Don’t think of writing as an art form. Writing is a skill that can be learned and practiced. It is not a talent or inborn gift, but rather the result of hard work and practice.

Writing should not be looked at as something mystical or magical, where you’re either born with it or not; instead, it should be viewed as a craft (like carpentry), which takes time and effort to master (and even then there are always new tricks to learn). 

Understand that writing is work it’s meant to fill your day with meaning and purpose and this will help motivate you through the times when things seem difficult or boring.


I think the most important thing to keep in mind is that writing is a process. You will make mistakes and get frustrated, but you’ll also find enjoyment in creating something new. Remember: you’re not alone! 

There are thousands of other writers out there who share your struggles and triumphs, so don’t be discouraged if it takes longer than you’d like.
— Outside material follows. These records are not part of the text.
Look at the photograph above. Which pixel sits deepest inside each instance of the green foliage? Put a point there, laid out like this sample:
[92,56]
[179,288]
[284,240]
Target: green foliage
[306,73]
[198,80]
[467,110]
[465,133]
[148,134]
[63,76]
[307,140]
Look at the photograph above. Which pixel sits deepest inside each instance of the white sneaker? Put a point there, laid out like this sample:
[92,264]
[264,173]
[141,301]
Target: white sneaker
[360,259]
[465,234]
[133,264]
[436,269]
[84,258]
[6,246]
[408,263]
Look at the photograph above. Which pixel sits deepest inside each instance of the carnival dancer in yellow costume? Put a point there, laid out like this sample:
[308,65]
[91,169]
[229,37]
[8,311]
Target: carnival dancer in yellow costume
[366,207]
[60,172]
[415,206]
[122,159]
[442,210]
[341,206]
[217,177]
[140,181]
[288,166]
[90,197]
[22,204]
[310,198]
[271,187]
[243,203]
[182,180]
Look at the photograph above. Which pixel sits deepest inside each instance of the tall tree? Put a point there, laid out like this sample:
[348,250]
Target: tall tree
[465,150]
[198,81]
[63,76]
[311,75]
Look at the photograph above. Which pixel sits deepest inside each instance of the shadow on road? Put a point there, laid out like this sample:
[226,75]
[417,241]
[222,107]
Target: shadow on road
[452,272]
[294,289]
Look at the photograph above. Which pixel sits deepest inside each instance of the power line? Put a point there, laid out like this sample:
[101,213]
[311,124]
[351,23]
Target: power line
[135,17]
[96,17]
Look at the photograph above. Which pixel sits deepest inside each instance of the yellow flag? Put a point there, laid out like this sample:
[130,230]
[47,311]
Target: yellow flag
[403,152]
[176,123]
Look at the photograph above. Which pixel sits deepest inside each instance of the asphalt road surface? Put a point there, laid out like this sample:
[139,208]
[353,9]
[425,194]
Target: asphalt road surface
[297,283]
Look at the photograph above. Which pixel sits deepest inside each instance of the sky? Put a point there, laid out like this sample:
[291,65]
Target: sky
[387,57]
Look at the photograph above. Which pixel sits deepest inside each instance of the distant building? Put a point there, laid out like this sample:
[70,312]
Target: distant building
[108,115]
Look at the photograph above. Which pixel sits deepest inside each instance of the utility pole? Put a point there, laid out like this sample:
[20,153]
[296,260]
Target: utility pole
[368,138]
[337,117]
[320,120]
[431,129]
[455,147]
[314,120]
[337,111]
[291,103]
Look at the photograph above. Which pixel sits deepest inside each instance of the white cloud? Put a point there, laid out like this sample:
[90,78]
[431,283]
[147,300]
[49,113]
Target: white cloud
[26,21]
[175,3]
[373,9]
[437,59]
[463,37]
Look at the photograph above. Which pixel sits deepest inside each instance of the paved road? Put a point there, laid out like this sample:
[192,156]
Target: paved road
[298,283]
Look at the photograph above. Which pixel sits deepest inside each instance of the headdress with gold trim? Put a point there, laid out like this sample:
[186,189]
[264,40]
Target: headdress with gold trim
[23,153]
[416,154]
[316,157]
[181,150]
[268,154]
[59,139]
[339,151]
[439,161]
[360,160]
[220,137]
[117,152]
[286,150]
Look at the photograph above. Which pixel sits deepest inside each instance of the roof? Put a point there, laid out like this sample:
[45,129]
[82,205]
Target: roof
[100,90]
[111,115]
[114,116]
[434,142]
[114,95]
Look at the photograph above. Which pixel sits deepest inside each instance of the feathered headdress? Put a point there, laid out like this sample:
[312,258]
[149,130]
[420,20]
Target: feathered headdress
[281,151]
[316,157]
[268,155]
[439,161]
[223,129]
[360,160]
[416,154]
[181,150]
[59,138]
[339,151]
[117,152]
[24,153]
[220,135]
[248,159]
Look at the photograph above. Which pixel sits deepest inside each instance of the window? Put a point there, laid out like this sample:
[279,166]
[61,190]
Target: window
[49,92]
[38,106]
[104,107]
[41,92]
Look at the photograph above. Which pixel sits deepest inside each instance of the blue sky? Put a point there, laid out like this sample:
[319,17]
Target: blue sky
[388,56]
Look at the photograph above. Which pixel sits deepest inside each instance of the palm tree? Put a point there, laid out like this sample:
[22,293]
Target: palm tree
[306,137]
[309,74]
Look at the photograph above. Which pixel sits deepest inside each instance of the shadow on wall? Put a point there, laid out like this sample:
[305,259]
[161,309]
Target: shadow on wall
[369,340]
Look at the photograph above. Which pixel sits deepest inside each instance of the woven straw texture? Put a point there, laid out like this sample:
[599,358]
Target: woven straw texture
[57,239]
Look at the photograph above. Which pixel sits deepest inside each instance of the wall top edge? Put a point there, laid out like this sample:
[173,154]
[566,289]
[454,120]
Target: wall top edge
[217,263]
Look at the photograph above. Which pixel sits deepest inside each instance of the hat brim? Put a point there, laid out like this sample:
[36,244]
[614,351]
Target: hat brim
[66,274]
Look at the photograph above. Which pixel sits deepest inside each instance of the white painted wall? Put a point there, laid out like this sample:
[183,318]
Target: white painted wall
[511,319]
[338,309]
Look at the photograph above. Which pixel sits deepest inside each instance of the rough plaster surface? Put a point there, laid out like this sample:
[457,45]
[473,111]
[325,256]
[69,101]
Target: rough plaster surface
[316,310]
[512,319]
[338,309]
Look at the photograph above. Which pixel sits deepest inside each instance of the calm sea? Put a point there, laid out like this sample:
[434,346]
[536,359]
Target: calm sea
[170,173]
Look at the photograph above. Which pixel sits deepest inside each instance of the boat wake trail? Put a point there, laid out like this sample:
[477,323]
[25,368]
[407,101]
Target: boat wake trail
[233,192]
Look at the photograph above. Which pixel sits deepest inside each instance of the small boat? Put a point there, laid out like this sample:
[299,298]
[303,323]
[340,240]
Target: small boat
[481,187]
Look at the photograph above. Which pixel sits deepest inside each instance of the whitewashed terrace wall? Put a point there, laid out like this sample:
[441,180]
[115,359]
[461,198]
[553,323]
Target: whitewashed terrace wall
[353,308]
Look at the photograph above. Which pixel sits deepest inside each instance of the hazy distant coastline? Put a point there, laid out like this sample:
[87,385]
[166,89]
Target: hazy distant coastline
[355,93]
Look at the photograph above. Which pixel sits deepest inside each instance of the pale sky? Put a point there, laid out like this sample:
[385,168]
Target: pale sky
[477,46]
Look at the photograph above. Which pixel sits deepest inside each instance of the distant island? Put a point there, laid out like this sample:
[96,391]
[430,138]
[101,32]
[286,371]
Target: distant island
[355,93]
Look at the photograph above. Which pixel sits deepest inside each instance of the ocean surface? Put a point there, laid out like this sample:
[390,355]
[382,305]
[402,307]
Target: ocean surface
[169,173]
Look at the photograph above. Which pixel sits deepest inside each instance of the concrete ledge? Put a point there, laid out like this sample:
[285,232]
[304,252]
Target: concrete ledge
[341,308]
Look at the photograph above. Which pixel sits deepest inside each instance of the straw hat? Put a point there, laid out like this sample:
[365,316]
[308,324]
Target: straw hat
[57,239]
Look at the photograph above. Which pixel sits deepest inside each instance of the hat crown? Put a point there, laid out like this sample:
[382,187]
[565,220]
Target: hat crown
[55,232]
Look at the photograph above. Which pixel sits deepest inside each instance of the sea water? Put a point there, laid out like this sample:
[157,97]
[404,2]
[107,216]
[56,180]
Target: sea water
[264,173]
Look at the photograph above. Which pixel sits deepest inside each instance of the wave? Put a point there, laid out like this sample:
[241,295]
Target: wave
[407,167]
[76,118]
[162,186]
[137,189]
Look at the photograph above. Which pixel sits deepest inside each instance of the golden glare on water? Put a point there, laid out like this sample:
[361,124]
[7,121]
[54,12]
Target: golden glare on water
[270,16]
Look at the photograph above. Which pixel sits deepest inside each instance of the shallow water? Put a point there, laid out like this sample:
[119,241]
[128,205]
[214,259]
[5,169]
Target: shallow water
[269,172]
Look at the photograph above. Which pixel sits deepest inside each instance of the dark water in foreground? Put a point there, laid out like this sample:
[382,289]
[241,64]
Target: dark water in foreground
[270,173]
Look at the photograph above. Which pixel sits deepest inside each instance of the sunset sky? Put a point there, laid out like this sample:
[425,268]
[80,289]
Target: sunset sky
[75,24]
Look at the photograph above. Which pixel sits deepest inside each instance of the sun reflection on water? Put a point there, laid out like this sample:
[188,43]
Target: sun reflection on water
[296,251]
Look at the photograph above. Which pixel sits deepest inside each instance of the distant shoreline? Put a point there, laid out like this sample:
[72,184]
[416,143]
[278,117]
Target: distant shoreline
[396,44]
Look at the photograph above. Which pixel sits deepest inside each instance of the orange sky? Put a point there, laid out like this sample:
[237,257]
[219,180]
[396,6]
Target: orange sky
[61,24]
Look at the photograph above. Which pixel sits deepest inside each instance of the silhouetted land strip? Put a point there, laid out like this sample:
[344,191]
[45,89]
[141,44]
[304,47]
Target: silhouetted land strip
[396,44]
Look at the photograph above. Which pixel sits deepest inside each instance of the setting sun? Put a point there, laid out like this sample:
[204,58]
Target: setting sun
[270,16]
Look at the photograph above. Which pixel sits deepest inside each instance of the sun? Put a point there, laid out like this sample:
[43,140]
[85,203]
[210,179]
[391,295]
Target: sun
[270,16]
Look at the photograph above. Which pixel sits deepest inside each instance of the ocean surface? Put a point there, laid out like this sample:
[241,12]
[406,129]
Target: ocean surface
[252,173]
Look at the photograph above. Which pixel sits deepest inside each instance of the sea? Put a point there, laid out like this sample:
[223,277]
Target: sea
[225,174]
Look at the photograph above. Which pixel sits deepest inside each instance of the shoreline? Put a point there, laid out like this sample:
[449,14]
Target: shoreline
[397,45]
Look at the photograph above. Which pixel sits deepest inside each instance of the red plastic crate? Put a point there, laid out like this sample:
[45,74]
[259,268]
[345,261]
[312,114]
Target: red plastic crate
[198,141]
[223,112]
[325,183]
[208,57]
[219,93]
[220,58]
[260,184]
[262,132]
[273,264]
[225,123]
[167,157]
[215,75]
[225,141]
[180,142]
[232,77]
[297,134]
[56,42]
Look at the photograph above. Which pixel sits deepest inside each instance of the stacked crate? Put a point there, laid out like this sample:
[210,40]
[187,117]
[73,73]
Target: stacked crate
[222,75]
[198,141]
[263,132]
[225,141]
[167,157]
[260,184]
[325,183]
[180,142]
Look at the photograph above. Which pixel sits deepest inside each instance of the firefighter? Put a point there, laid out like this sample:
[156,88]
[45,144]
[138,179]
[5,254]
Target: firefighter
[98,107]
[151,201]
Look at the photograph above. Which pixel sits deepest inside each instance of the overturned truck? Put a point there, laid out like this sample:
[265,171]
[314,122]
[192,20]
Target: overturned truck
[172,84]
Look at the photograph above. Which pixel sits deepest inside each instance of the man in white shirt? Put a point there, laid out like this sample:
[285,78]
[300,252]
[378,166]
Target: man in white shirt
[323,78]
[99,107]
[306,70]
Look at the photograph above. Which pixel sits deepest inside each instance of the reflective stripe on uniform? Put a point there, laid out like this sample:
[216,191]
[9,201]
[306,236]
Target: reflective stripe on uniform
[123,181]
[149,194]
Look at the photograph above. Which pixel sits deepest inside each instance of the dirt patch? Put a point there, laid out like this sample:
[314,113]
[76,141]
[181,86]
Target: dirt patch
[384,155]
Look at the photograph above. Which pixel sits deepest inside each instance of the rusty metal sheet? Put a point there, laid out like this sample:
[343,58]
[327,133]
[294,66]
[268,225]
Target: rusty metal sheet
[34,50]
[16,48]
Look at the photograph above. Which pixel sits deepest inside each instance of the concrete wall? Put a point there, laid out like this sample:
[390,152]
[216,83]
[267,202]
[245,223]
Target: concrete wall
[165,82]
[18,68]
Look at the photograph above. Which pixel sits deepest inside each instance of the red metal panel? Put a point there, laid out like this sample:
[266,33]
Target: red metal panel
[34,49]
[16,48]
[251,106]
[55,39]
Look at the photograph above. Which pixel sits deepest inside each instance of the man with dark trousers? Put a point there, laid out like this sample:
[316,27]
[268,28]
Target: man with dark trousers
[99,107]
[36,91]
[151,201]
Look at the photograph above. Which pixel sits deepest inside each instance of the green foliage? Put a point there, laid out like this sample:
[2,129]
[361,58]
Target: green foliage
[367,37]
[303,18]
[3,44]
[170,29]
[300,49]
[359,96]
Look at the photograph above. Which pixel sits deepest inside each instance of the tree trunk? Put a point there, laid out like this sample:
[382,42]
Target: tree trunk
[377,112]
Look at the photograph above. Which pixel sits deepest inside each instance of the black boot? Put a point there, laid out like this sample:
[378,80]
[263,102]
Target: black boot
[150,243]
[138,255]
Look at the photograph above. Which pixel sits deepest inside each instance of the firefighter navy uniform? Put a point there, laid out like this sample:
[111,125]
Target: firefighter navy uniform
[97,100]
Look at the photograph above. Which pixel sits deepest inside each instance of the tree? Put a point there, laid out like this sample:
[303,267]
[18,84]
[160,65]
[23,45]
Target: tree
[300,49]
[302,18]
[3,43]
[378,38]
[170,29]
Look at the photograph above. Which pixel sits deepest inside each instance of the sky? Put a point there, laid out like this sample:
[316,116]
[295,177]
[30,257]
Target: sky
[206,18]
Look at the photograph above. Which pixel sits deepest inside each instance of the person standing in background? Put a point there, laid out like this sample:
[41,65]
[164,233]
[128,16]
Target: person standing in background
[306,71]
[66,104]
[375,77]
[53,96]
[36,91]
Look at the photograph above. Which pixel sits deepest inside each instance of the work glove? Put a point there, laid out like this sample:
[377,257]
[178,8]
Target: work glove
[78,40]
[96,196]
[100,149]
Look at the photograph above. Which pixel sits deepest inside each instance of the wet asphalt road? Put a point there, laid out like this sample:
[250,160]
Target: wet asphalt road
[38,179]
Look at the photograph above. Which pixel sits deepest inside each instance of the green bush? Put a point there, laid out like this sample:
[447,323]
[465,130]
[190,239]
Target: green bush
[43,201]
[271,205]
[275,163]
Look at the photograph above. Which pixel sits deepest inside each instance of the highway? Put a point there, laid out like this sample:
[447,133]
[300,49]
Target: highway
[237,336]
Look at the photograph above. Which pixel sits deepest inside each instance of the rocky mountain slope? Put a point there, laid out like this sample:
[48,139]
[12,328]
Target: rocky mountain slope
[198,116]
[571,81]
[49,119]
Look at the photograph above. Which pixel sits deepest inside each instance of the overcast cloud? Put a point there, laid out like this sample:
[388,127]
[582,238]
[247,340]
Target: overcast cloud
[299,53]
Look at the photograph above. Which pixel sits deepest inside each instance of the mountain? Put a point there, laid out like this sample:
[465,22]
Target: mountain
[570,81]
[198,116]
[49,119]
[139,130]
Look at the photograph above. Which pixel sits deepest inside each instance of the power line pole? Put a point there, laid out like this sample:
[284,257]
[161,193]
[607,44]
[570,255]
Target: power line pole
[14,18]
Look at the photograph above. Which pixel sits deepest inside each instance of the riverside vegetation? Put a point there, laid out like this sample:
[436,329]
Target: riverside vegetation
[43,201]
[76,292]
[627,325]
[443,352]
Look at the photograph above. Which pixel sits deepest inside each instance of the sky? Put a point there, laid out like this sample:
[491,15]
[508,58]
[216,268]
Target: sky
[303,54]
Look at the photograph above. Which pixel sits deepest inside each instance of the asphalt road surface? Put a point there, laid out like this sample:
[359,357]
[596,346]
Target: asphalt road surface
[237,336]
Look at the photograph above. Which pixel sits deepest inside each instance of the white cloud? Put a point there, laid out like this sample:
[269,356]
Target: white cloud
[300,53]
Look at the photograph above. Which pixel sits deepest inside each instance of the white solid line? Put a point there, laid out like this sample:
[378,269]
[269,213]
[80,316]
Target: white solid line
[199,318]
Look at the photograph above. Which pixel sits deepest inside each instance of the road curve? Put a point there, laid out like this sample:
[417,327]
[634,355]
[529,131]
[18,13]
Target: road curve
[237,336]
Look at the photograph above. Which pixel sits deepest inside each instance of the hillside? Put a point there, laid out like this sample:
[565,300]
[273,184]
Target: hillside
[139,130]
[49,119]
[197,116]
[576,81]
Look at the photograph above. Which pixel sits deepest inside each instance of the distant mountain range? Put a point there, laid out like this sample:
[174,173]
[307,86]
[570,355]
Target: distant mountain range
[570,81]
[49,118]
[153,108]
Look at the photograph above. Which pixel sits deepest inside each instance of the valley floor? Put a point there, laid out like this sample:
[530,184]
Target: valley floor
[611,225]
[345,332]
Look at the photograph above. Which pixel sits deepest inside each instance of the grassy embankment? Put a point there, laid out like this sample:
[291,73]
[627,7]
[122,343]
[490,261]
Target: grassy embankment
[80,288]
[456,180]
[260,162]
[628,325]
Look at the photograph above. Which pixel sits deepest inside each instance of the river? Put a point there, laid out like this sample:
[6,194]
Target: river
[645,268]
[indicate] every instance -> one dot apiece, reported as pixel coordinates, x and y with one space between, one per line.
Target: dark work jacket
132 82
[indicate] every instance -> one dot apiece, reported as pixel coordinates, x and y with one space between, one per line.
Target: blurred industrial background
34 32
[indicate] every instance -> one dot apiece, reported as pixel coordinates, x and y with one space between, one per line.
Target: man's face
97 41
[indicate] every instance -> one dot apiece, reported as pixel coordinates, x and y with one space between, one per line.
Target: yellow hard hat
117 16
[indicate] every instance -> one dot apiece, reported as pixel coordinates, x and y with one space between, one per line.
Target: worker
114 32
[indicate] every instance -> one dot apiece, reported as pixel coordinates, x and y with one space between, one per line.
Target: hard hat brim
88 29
Keep at it, because even though we know writing can be hard work, it’s also one of life’s greatest pleasures!

Further Reading

Explore these resources to delve deeper into the world of short stories and storytelling:

Short Stories Everyone Should Read: Discover a curated list of timeless short stories that have left an indelible mark on literature.

10 Great Examples of How to Begin a Short Story: Uncover compelling opening lines and techniques used by renowned authors to captivate readers from the very start.

How to Write a Short Story: Learn the art of crafting a captivating short story, from brainstorming ideas to shaping characters and plotlines.


What are some must-read short stories for literature enthusiasts?

Explore a curated list of timeless and impactful short stories in the article Short Stories Everyone Should Read to enrich your literary journey.

How can I create an engaging opening for my short story?

Discover effective techniques and examples of compelling story openings in the resource 10 Great Examples of How to Begin a Short Story to hook readers right from the start.

What are the key elements to consider when writing a short story?

Learn the fundamental aspects of crafting a captivating short story, including character development, plot structure, and more, in the guide How to Write a Short Story.

Can you recommend resources for improving my short story writing skills?

For further guidance on refining your short story writing skills, explore the provided resources and gain insights into crafting impactful narratives.

How do I effectively convey a complete story within a short format?

Discover techniques and strategies for condensing a compelling narrative into a short story while maintaining its impact and resonance by exploring the suggested articles and guides.